Created on 2022-01-27 15:09 by corona10, last changed 2022-04-11 14:59 by admin. This issue is now closed.

Messages (3)
msg411888 - (view) Author: Dong-hee Na (corona10) * (Python committer) Date: 2022-01-27 15:09
Compiling CPython with the PGO option is good for CPython performance but compile time is very painful since PGO profiling is executed with a single thread.

When I tested with run -m test --pgo -j8, it doesn't affect to optimized result with fast build time.

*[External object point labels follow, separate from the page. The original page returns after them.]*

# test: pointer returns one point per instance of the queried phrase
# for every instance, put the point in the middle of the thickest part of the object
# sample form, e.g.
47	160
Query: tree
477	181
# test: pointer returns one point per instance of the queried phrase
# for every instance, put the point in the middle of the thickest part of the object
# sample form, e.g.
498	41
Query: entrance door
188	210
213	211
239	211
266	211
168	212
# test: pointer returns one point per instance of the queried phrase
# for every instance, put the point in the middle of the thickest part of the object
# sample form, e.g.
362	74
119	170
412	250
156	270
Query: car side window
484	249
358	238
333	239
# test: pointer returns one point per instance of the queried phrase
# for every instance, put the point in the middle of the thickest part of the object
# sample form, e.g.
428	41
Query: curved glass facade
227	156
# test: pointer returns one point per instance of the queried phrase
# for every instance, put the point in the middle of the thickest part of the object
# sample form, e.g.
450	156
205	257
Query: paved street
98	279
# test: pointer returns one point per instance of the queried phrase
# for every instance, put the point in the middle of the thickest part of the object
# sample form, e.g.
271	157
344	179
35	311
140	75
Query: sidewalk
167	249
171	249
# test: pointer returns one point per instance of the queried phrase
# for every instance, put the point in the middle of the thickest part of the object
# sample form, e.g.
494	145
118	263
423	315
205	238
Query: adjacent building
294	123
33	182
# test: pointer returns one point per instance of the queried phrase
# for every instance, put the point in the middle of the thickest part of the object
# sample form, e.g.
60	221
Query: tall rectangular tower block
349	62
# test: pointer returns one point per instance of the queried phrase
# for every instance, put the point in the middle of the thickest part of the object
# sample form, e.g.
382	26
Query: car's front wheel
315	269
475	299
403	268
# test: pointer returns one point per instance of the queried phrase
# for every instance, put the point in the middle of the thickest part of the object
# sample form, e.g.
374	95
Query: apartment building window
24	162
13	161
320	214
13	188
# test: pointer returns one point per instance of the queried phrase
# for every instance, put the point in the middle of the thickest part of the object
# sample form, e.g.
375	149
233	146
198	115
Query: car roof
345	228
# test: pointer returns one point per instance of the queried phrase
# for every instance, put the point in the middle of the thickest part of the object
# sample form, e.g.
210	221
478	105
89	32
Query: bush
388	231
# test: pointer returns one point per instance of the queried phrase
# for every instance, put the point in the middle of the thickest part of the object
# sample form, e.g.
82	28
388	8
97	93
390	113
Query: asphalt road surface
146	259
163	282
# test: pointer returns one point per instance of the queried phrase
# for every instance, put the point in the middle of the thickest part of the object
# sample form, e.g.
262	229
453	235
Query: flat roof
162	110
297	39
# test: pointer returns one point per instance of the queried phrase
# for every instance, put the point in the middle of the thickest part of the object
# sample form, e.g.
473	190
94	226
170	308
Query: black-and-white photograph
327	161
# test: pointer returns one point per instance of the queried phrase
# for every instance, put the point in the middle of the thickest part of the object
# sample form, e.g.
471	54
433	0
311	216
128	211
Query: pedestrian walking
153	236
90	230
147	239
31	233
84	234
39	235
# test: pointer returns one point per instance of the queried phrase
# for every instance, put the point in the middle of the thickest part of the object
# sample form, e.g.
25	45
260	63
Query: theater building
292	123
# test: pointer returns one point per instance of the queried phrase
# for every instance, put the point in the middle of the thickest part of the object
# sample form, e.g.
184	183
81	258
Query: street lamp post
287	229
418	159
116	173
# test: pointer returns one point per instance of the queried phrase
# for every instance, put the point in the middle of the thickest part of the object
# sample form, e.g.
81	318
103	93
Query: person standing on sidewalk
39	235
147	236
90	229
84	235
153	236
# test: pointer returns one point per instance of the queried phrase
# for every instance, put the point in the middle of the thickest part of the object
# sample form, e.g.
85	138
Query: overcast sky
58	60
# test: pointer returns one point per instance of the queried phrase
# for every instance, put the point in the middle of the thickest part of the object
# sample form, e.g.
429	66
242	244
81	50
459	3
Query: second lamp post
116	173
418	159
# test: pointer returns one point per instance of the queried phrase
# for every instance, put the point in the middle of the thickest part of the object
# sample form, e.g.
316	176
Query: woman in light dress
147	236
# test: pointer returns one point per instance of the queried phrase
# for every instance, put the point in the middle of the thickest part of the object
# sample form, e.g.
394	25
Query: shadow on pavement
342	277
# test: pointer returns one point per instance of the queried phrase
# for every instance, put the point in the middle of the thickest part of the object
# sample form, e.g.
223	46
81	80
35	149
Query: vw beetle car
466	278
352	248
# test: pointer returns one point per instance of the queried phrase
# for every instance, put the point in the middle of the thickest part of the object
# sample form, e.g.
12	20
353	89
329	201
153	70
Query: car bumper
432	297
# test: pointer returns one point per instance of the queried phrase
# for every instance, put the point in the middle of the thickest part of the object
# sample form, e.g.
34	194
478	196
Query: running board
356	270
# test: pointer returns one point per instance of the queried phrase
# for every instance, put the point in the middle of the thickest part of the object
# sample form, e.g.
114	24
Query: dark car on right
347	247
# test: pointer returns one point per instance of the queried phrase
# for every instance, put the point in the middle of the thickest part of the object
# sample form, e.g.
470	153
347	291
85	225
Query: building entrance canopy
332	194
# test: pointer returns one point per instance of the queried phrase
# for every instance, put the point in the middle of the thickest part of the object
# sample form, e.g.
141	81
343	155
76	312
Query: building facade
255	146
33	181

so I would like to provide the option for the number of workers for PGO build. and also with this feature, we can include more PGO tests more aggressively.

@vstinner, Do you have any suggestions for this option?
- a: ./configure --enable-optimizations --pgo-workers=8
- b: ./configure --enable-optimizations --with-concurrent-pgo
- c: ./configure --enable-optimizations (By detecting system cpu count)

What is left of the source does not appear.